The FIDH strongly condemns the intensification of violence and abuses against civilians in Côte d’Ivoire.

On March 17, 2011, at least six shells came down on several Abobo districts, including on the Siaka Kone market in the Marley neighborhood, killing nearly 30 people and leaving nearly 60 injured. For several days, the civilian population in Abidjan has been the target of indiscriminate firing of tanks, mortars and Kalashnikovs, particularly in the districts of Yopougon, Adjame and Abobo.

Numerous other abuses against civilians are continuing, particularly summary executions and enforced disappearances. According to the information received by FIDH, yesterday, 4 people were killed by a police officer in the district of Adjame, 3 others were reportedly abducted in Yopougon by elements from the Security Operations Command Center (CECOS) and 7 others, including three students, are reported to have been killed in the Cocody district by members of the Grouping for Peace (GPP), a militia close to Laurent Gbagbo’s party.

These acts of violence accompany the inflammatory statements and other incitements to hatred and violence relayed in the media. Today, the daily newspaper Le Temps, a pro-Gbagbo publication, published an interview of a man who identified himself as being retired from the Defense and Security Forces of Côte d’Ivoire, who calls himself "Commander Fokker" and states that he is leading “an invisible patriotic commando”. In this interview the commander says "we have completed our recruitment and we are prepared to open fire [...] many rebel leaders have set up their families in Abidjan and we have began identifying these families, one by one. Nobody will escape. [...] Since yesterday, we have started firing. Our enemies are already receiving visits from us, in their homes, their offices or even in the streets." The commander imposed a 72 hours ultimatum to the United Nations Operation in Côte d’Ivoire (UNOCI) to leave the country, and went on to say "Hell has already begun for them. Some of them will never go back to their country. UN employees, civilian and military officials in Côte d’Ivoire, we put them all in one basket. Insecurity is already an experience for them, we spy on them everywhere. "

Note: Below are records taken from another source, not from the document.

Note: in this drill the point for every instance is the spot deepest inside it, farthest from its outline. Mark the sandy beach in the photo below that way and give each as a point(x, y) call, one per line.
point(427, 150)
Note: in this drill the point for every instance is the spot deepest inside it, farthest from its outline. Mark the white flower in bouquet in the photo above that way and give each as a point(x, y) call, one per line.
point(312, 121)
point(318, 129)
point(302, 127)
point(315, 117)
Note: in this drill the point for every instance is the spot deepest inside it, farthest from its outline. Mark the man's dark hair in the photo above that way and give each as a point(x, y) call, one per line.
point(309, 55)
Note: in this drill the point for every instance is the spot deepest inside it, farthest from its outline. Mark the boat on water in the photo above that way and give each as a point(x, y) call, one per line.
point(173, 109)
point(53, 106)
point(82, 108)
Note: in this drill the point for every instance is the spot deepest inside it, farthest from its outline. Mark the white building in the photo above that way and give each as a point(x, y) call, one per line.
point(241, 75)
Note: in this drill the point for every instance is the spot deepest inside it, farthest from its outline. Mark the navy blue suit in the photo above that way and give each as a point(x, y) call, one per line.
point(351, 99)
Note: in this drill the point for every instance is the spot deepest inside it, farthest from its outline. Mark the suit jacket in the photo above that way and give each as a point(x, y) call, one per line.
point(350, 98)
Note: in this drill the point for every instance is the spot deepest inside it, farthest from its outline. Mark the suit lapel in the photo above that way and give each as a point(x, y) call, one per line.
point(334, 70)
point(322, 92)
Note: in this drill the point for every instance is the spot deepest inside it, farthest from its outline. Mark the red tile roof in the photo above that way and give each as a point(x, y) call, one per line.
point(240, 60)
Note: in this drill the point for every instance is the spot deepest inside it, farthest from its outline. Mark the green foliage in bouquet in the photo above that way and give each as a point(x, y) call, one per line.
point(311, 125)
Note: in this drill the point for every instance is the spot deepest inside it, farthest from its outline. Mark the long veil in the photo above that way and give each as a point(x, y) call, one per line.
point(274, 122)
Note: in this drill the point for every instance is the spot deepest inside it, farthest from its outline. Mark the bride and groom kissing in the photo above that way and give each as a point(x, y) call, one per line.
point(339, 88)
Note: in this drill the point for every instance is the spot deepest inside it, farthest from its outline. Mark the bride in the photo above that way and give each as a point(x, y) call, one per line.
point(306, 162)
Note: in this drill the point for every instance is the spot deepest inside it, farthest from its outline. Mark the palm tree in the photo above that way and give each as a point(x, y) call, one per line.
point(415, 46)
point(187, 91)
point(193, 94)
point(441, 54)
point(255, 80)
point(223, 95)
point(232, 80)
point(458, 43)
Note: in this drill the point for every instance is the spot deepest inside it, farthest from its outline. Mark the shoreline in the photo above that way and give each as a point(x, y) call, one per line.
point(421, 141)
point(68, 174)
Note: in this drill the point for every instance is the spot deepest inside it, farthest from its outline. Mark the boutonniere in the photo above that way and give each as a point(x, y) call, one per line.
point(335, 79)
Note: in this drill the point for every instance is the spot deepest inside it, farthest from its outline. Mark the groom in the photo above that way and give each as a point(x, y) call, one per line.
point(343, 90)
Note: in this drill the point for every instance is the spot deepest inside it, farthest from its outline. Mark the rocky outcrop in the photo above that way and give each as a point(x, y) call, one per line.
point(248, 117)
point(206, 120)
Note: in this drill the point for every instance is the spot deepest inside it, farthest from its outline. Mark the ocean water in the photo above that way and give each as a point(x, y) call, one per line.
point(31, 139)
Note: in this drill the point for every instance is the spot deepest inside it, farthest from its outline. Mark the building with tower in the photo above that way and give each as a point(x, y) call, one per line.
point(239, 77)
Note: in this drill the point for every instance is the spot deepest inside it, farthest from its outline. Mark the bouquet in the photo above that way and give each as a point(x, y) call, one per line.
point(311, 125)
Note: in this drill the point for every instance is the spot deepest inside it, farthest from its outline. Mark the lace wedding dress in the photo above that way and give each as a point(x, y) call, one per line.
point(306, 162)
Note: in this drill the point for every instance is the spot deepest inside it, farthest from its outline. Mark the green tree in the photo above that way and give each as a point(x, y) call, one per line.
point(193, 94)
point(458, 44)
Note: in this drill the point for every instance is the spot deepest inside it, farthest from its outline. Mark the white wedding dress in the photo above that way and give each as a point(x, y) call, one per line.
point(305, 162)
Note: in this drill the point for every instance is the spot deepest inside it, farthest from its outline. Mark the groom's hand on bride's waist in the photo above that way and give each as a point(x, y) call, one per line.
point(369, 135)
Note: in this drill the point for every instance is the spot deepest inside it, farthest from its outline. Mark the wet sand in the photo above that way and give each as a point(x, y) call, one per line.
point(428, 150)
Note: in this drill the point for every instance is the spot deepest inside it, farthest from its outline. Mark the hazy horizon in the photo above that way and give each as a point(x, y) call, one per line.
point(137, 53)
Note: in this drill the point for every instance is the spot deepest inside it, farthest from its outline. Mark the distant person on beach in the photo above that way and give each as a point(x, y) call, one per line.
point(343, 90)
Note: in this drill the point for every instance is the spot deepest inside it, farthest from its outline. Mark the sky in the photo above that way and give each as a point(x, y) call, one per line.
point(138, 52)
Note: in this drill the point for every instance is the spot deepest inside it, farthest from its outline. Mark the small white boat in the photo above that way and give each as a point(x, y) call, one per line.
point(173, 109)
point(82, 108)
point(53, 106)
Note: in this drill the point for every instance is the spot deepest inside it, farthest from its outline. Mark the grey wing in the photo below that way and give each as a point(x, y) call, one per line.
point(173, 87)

“Again, we urge the warring parties to respect international humanitarian law and human rights, and recall that those responsible for these crimes will be brought to justice, including, if necessary, before the International Criminal Court who has been seized regarding the situation in Côte d’Ivoire " said Souhayr Belhassen, FIDH President. To that extent, FIDH recalls that hate speeches are considered a crime under international law and they may fall within the jurisdiction of the ICC.

“The United Nations Security Council must immediately give the necessary support and resources to UNOCI so that it can fully insure its mandate to protect civilians, and to ensure, in particular, the deployment of 2,000 extra peacekeepers as soon as possible, as stated in the 1967 Resolution adopted on January 19, 2011 by the Security Council." said Roger Bouka, General Secretary of FIDH.